I have also in the last several years become involved with book arts through workshops and classes at Minnesota Center for Book Arts (MCBA). I completed their core certificate, which meant taking a balanced series of courses in bookmaking, printing, and paper making. The book arts gets me out of my head and literally onto the page – the made, printed, folded, stitched, or collaged page. They let me get my hands dirty and ground me in tactile experience. They nurture creativity in nonverbal ways, and sometimes they present opportunities to put some of my own text out into the world through a physical process.

What craft element challenges you the most in your writing? How do you approach it? What is your quirk as a writer?

Form, I suppose, challenges me the most – finding the form that best suits the particular message or moment that needs expression. Sometimes I experiment with form, and the form leads me to language for expressing things I didn’t know I needed to say. Other times, I have something in mind or gut that needs saying, and I have to try out whether it’s best said as a poem or an essay. And once I’ve found the genre that seems to be the right container, then the choices narrow – or broaden – to language, shape and sound . . . not in any particular order. It’s a recursive process of trying this and listening to that, and so on.

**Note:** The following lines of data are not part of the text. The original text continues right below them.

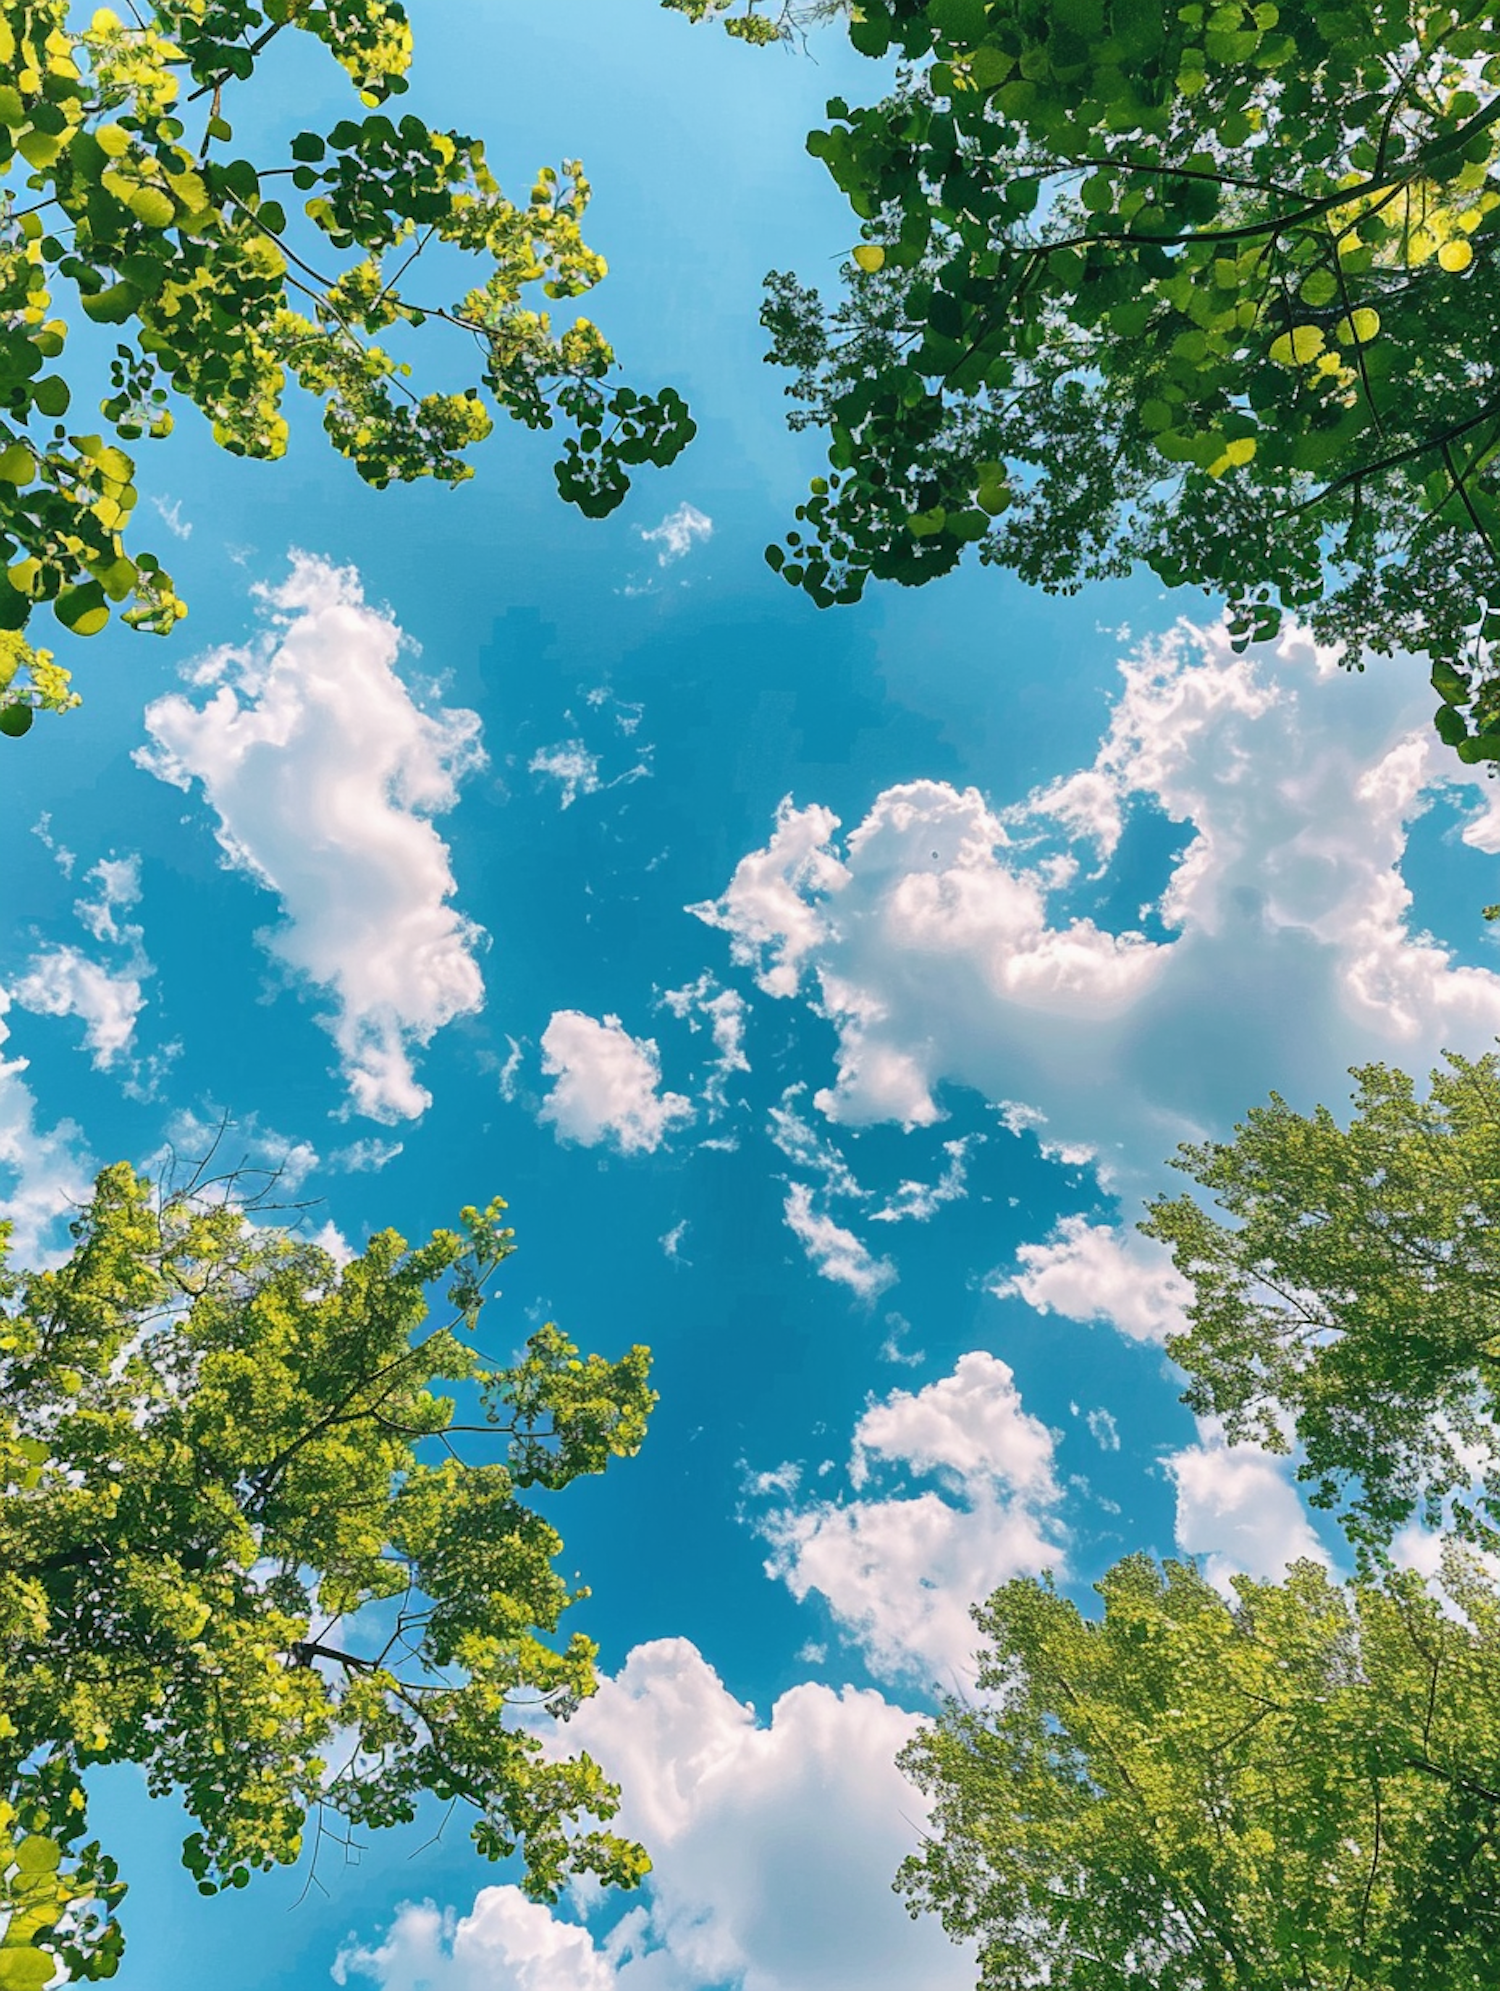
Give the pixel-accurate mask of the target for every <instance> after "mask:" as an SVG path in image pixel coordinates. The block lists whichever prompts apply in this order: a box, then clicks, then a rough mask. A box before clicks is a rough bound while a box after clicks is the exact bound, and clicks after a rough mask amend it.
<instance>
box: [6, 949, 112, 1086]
mask: <svg viewBox="0 0 1500 1991" xmlns="http://www.w3.org/2000/svg"><path fill="white" fill-rule="evenodd" d="M12 995H14V997H16V1001H18V1003H20V1005H22V1009H32V1011H36V1013H38V1015H76V1017H82V1023H84V1047H86V1049H88V1053H90V1059H92V1063H94V1065H96V1069H98V1071H108V1069H110V1065H114V1063H116V1059H118V1057H120V1055H122V1053H124V1051H127V1049H129V1043H131V1039H133V1035H135V1017H137V1015H139V1013H141V1009H143V1007H145V994H143V990H141V982H139V976H133V974H129V972H127V970H120V968H110V966H108V964H106V962H96V960H90V956H88V954H84V950H82V948H72V946H62V948H44V950H42V952H40V954H38V956H36V960H34V962H32V966H30V968H28V972H26V974H24V976H22V978H20V980H18V982H16V986H14V988H12Z"/></svg>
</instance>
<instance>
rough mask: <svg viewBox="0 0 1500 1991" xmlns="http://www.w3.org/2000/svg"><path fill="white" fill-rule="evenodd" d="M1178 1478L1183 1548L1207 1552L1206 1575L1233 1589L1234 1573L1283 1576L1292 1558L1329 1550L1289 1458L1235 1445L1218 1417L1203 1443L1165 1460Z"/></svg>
mask: <svg viewBox="0 0 1500 1991" xmlns="http://www.w3.org/2000/svg"><path fill="white" fill-rule="evenodd" d="M1165 1465H1167V1471H1169V1473H1171V1477H1173V1479H1175V1483H1177V1527H1175V1535H1177V1547H1179V1549H1183V1551H1185V1553H1187V1555H1203V1557H1207V1561H1205V1575H1207V1577H1209V1581H1211V1583H1217V1585H1219V1589H1223V1591H1227V1587H1229V1577H1231V1575H1235V1571H1245V1573H1247V1575H1251V1577H1271V1579H1279V1577H1281V1575H1283V1571H1285V1567H1287V1563H1295V1561H1301V1559H1305V1557H1311V1559H1313V1561H1315V1563H1327V1561H1329V1555H1327V1551H1325V1547H1323V1543H1321V1541H1319V1539H1317V1535H1315V1533H1313V1527H1311V1523H1309V1519H1307V1513H1305V1511H1303V1503H1301V1499H1299V1497H1297V1489H1295V1485H1293V1483H1291V1479H1289V1461H1287V1457H1285V1455H1281V1453H1275V1451H1263V1449H1261V1447H1259V1445H1227V1443H1225V1441H1223V1434H1221V1432H1219V1430H1217V1426H1215V1424H1213V1422H1211V1420H1203V1422H1201V1426H1199V1443H1195V1445H1183V1449H1181V1451H1173V1453H1171V1455H1169V1457H1167V1459H1165Z"/></svg>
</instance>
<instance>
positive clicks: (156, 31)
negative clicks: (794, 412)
mask: <svg viewBox="0 0 1500 1991" xmlns="http://www.w3.org/2000/svg"><path fill="white" fill-rule="evenodd" d="M129 12H131V18H129V20H122V18H120V16H118V14H114V12H112V10H108V8H102V10H100V12H96V14H94V16H92V18H90V20H84V18H82V16H76V14H74V10H72V8H68V6H66V4H64V0H26V4H20V0H16V4H0V165H2V167H4V183H2V185H0V307H2V309H4V329H2V331H0V540H2V542H4V559H2V565H4V573H0V733H8V735H20V733H24V731H28V727H30V725H32V715H34V713H36V711H38V709H50V711H64V709H66V707H68V705H70V703H76V695H74V693H72V691H70V681H68V673H66V671H64V669H62V667H60V665H58V661H56V655H54V653H50V651H46V649H42V647H34V645H32V643H30V641H28V639H26V635H24V631H26V629H28V625H30V619H32V615H34V611H36V607H38V605H40V603H52V609H54V613H56V617H58V621H60V623H62V625H64V627H66V629H70V631H74V633H76V635H94V633H96V631H98V629H102V627H104V625H106V621H108V619H110V613H112V607H118V609H120V613H122V619H124V621H125V623H129V625H131V627H135V629H147V631H157V633H165V631H167V629H171V627H173V623H175V621H177V619H179V617H181V615H183V603H181V599H179V597H177V591H175V589H173V585H171V579H169V575H167V573H165V571H163V567H161V563H159V561H157V557H155V555H153V553H147V552H139V553H133V552H127V550H125V542H124V534H125V528H127V526H129V518H131V512H133V506H135V484H133V474H135V468H133V460H131V456H129V454H127V452H125V450H124V448H122V446H120V444H122V442H125V444H135V442H139V440H149V438H159V436H165V434H167V432H169V430H171V424H173V404H175V402H179V400H189V402H193V404H195V406H197V408H199V410H201V412H203V414H205V416H207V420H209V422H211V426H213V436H215V440H217V442H219V444H221V446H223V448H225V450H231V452H233V454H237V456H253V458H277V456H281V454H283V452H285V448H287V434H289V430H287V418H285V414H283V396H285V388H287V382H289V380H295V382H297V384H299V386H301V388H305V390H307V392H309V394H313V396H315V398H317V400H319V402H321V404H323V426H325V432H327V436H329V440H331V442H333V446H335V448H337V450H339V452H341V454H343V456H347V458H349V460H351V462H353V466H355V470H357V472H359V474H361V476H363V478H365V480H367V482H369V484H375V486H376V488H382V486H386V484H390V482H392V480H394V482H408V480H412V478H436V480H438V482H442V484H458V482H462V480H464V478H468V476H470V474H472V466H470V462H468V452H470V448H472V446H474V444H476V442H480V440H482V438H484V436H486V434H488V432H490V428H492V416H490V404H492V406H494V408H500V410H504V412H506V414H508V416H512V418H514V420H518V422H524V424H526V426H528V428H552V426H554V424H556V422H560V420H562V422H564V424H566V428H568V434H566V438H564V448H562V456H560V460H558V466H556V476H558V488H560V492H562V496H564V498H566V500H568V502H570V504H576V506H578V508H580V510H582V512H586V514H588V516H592V518H600V516H604V514H608V512H610V510H614V508H616V506H618V504H620V500H622V498H624V496H625V490H627V488H629V472H631V468H633V466H637V464H647V462H651V464H667V462H671V460H673V458H675V456H677V452H679V450H681V448H683V446H685V442H687V440H689V438H691V436H693V422H691V418H689V416H687V408H685V404H683V400H681V396H679V394H677V392H675V390H673V388H663V390H661V392H653V394H643V392H637V390H635V388H629V386H616V384H612V382H610V378H608V376H610V372H612V368H614V352H612V348H610V344H608V340H606V336H604V332H602V331H600V329H598V327H596V325H594V323H592V321H590V319H586V317H578V319H576V321H574V323H572V325H554V323H552V315H550V311H548V309H546V307H548V303H568V301H572V299H576V297H582V295H584V293H586V291H590V289H592V287H594V285H596V283H598V281H600V279H602V277H604V275H606V265H604V259H602V257H600V255H598V253H596V251H592V249H590V247H588V243H586V241H584V235H582V219H584V211H586V207H588V199H590V185H588V179H586V177H584V171H582V165H580V163H578V161H576V159H564V161H562V165H560V167H552V165H548V167H542V171H540V173H538V177H536V183H534V185H532V189H530V195H528V199H526V201H524V203H518V201H512V199H508V197H506V195H504V193H502V191H500V185H498V181H496V179H494V173H492V171H490V165H488V161H486V155H484V145H482V143H480V141H478V139H474V137H466V135H464V133H460V131H444V129H436V127H432V125H428V123H426V121H424V119H420V117H416V115H410V113H406V115H400V117H392V115H390V113H388V111H386V110H384V108H382V106H384V104H386V102H388V100H392V98H396V96H400V94H402V92H404V90H406V70H408V64H410V54H412V40H410V28H408V24H406V14H404V12H402V8H400V4H398V0H327V4H321V6H307V4H303V0H263V4H261V0H213V4H205V0H157V4H149V6H145V8H131V10H129ZM287 32H299V34H307V36H313V38H317V40H319V42H323V44H325V46H327V50H329V54H331V56H333V60H335V62H337V64H339V66H341V68H343V70H345V72H347V78H349V82H351V90H353V98H355V104H353V108H355V110H357V111H359V115H349V117H341V119H339V121H337V123H335V125H333V127H331V129H329V131H327V133H325V131H301V133H299V135H297V137H295V139H293V141H291V151H289V155H287V157H285V161H271V159H249V157H245V155H243V151H237V149H235V139H233V123H231V119H233V117H235V108H237V104H239V102H241V100H243V94H245V90H247V88H251V90H255V88H257V72H259V66H261V62H263V58H265V54H267V50H269V46H271V44H273V42H275V40H277V36H283V34H287ZM259 88H261V90H265V88H267V86H265V82H261V84H259ZM283 195H295V199H293V201H291V203H289V205H283ZM434 247H436V249H442V251H444V253H446V265H448V263H452V259H454V255H458V257H468V259H472V265H474V283H472V287H470V289H468V291H466V293H464V295H462V297H460V299H458V301H448V299H444V297H442V295H438V297H432V295H426V293H416V291H414V289H412V285H414V283H416V281H418V277H420V271H414V265H416V263H418V259H420V257H422V253H424V251H428V249H434ZM446 265H444V267H446ZM442 281H444V283H448V281H452V279H450V277H444V279H442ZM70 313H78V315H82V317H84V319H88V321H92V323H94V325H102V327H110V329H114V336H116V350H114V358H112V360H110V380H108V392H106V394H104V398H102V400H100V404H98V406H100V412H102V416H104V424H106V426H104V430H102V432H100V430H92V428H90V420H88V416H80V412H76V402H78V400H80V392H82V388H80V376H78V372H76V370H74V368H64V366H62V364H60V362H62V360H64V354H66V348H68V332H70V323H68V315H70ZM444 327H446V329H448V334H446V336H444V332H442V329H444ZM418 331H420V332H422V336H420V338H416V336H414V334H416V332H418ZM428 354H430V356H432V360H436V362H440V364H446V366H448V370H450V376H452V374H456V378H458V384H456V386H440V388H432V390H426V392H420V390H418V388H416V386H412V384H410V382H408V376H410V372H412V364H414V356H416V358H428ZM96 392H98V388H96ZM486 396H488V402H486ZM70 412H72V414H74V420H72V424H70V422H68V420H66V416H70Z"/></svg>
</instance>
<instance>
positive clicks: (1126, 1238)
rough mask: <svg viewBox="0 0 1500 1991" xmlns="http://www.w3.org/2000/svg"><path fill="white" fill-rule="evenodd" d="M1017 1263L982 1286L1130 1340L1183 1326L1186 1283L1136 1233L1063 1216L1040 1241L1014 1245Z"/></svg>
mask: <svg viewBox="0 0 1500 1991" xmlns="http://www.w3.org/2000/svg"><path fill="white" fill-rule="evenodd" d="M1016 1262H1018V1266H1020V1270H1018V1272H1014V1274H1012V1276H1008V1278H998V1280H994V1284H992V1286H990V1292H994V1294H996V1296H998V1298H1010V1296H1012V1294H1014V1296H1018V1298H1022V1300H1026V1304H1028V1306H1034V1308H1036V1312H1038V1314H1062V1316H1064V1320H1086V1322H1094V1320H1106V1322H1110V1324H1112V1326H1116V1328H1118V1330H1120V1332H1122V1334H1124V1336H1127V1338H1129V1340H1133V1342H1163V1340H1165V1338H1167V1336H1169V1334H1181V1332H1183V1330H1185V1328H1187V1318H1185V1314H1183V1308H1185V1306H1187V1300H1189V1298H1191V1286H1189V1284H1187V1280H1185V1278H1183V1276H1181V1272H1177V1268H1175V1266H1173V1262H1171V1254H1169V1252H1167V1248H1165V1246H1163V1244H1157V1242H1153V1240H1151V1238H1143V1236H1141V1234H1139V1232H1137V1230H1118V1228H1114V1226H1112V1224H1092V1222H1090V1220H1088V1218H1086V1217H1064V1218H1062V1220H1060V1222H1058V1228H1056V1230H1054V1232H1052V1236H1050V1238H1048V1242H1046V1244H1022V1246H1020V1248H1018V1250H1016Z"/></svg>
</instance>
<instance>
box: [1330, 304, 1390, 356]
mask: <svg viewBox="0 0 1500 1991" xmlns="http://www.w3.org/2000/svg"><path fill="white" fill-rule="evenodd" d="M1378 331H1380V313H1378V311H1371V309H1369V305H1361V309H1359V311H1351V313H1349V317H1347V319H1345V321H1343V325H1341V327H1339V332H1337V336H1339V344H1341V346H1353V344H1355V342H1359V344H1361V346H1367V344H1369V342H1371V338H1375V334H1376V332H1378Z"/></svg>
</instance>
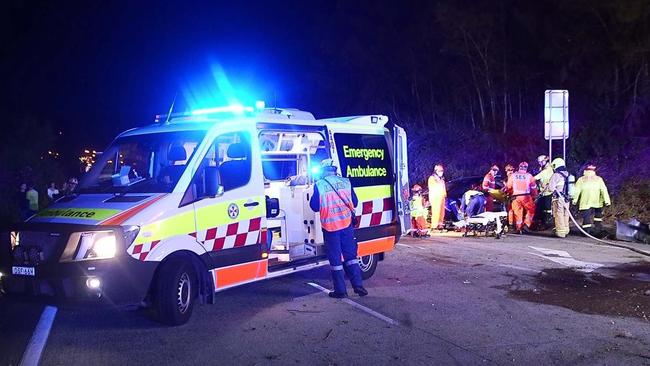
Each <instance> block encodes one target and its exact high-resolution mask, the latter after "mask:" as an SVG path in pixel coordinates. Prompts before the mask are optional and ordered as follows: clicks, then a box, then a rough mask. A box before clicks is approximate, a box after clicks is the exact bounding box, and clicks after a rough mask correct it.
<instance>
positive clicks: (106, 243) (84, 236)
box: [74, 231, 117, 261]
mask: <svg viewBox="0 0 650 366" xmlns="http://www.w3.org/2000/svg"><path fill="white" fill-rule="evenodd" d="M115 253H117V238H115V234H113V232H107V231H91V232H86V233H81V238H80V239H79V246H78V250H77V253H76V254H75V256H74V260H77V261H81V260H86V259H106V258H113V257H115Z"/></svg>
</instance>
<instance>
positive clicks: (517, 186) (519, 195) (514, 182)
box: [507, 171, 537, 196]
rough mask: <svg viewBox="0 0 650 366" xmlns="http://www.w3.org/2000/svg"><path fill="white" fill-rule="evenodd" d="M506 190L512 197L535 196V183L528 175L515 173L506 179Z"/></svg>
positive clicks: (535, 190) (535, 191)
mask: <svg viewBox="0 0 650 366" xmlns="http://www.w3.org/2000/svg"><path fill="white" fill-rule="evenodd" d="M507 185H508V190H509V191H510V192H511V193H512V195H513V196H522V195H529V194H532V195H533V196H536V195H537V183H536V182H535V178H533V176H532V175H531V174H530V173H526V172H521V171H517V172H514V173H512V174H511V175H510V178H508V184H507Z"/></svg>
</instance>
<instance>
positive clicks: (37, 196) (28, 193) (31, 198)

As to my quirks as a writer, my writing group can probably identify those better than I can, although one of them may be how I use journals and notebooks in my process. I’d be lost without them.

What does your creative process look like? How does the environment you are in shape your work or where do you like to write?

I often wish I were more organized; however, my creative process is anything but. I admire writers and artists who work with intense focus on a single project at a time. But for me, images, ideas, phrases or titles come at me like the weather – unpredictable and getting wilder all the time. I keep track of the floods of them in my journals and notebooks – lists, notes, indexes, etc. Then during dry spells, I have a storehouse to dip into. I do some writing in the mornings, often in those journals. And I really enjoy sneaking away to my studio, which is separate from my house. It’s mostly quiet there – or at least the sounds are different from home sounds. And there’s no laundry to do there. Plus, I can make a mess – say, with a collage or visual journal – and leave it in process without having to move it off the dining room table.

What projects or pieces are you working on right now?

I have a couple poetry manuscripts – a collection and a chapbook – out searching for a home. While they’re circulating, I’m turning my attention again to the essay form. A number of subjects keep tapping me on the shoulder, reminding me they’re waiting in the wings. They’ve lost patience, so I think I’d better get to them before they decide to wander off. I like the adventure of following an inquiry, exploring it from different angles, finding the right shape and language for it. It’s also a marvelous moment when, after having been working on poems, I get to stretch out across the page and live in that different rhythm that prose makes. I’m looking forward to that.

Morgan Grayce Willow is the author of three collections of poems, most recently Dodge & Scramble. She has received awards in both poetry and creative nonfiction from the Minnesota State Arts Board, the McKnight Foundation, the Jerome Foundation, and the Witter Bynner Foundation. Her essay “Riding Shotgun for Stanley Home Products” is the title piece in Riding Shotgun: Women Write about Their Mothers. Morgan’s essay “Signs of the Time” earned honorable mention in the inaugural Judith Kitchen Prize in Water~Stone Review in 2011.